Day and Vocational Hab services will stay as a service for the moment, but there is every indication that this is only in order to allow time for other kinds of services (employment and community based) to come on line. In general there is real questioning as to whether this is a five day a week service, and how to account for more time in the community. It is very likely that definitions will be more detailed regarding the kinds of services and activities expected with a Voc Hab or Day Hab program. I reviewed a slide deck that made mention of a prior authorization process in the future which I suspect is meant to further curtail the authorization of this service without extensive conversation.
Community Inclusion, Job Readiness, and Supported Employment services are the direction the state looks to be moving the service model. Further more DODD is aligning its language with OOD requiring these new services to not exist in segregated environments. Having knowledge and experience with the OOD system it is critical that current providers recognize this specifically. Think about any current programming you might be doing as it pertains to job readiness, or skill development, or even a job itself. Then think of what it would mean if none of that was allowed to be provided in a segregated environment where only people with a disability could have access to it.

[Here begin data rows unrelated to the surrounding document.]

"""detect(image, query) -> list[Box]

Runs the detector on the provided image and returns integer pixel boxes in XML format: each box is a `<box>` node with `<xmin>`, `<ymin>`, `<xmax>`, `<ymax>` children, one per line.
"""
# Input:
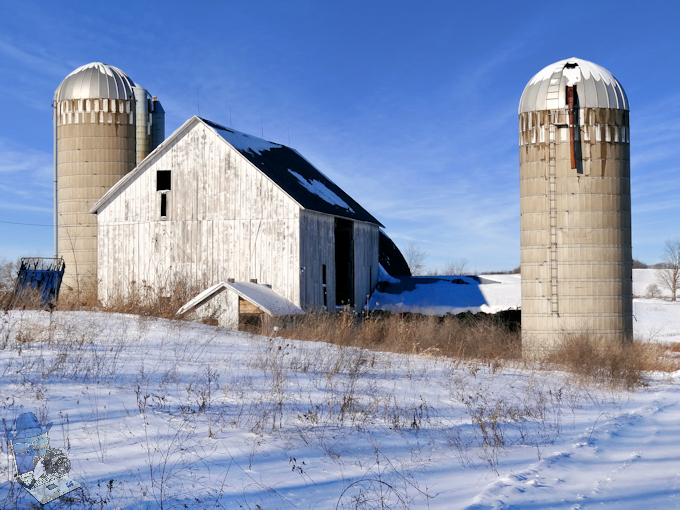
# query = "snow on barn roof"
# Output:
<box><xmin>201</xmin><ymin>119</ymin><xmax>382</xmax><ymax>226</ymax></box>
<box><xmin>177</xmin><ymin>282</ymin><xmax>305</xmax><ymax>315</ymax></box>
<box><xmin>367</xmin><ymin>275</ymin><xmax>521</xmax><ymax>316</ymax></box>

The final cut from the OOD cloth might be in the form of reimbursement as it pertains to supported employment. It appears that outcomes associated with the different stages of job obtainment – initial, stabilization, and maintenance (fairly common ways to talk about services at OOD) will also make their way into waiver services. The good news is that everyone is talking about transition as opposed to immediate implementation.

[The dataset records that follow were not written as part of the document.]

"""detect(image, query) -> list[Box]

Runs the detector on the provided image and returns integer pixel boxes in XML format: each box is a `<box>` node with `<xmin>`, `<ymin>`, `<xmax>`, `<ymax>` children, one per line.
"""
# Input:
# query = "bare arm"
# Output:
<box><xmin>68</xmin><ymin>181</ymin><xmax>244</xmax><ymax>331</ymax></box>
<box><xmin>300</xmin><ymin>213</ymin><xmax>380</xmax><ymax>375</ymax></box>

Everything written here does not have a lot of detail, so I look forward to more sharing from the stakeholder group in the future. What I have seen, and experienced tells me that providers need to be very cautious about expanding current models of service without flexible plans in place that will allow them to shift liabilities regarding their bricks and mortar buildings, as well as their current fleet services. Workforce development should be focused on community based job coach and job developer professionals, working out of the office and in their communities. If you are creating efficiencies through the use of rigid schedules, ratios, and consolidated locations you really need to look at building efficiencies using a flexible work model that make use of trained professionals and less on an unskilled workforce. Technology needs leveraged so that staff can follow the person into the community while still complying with documentation rules while also accessing important client information easily and securely.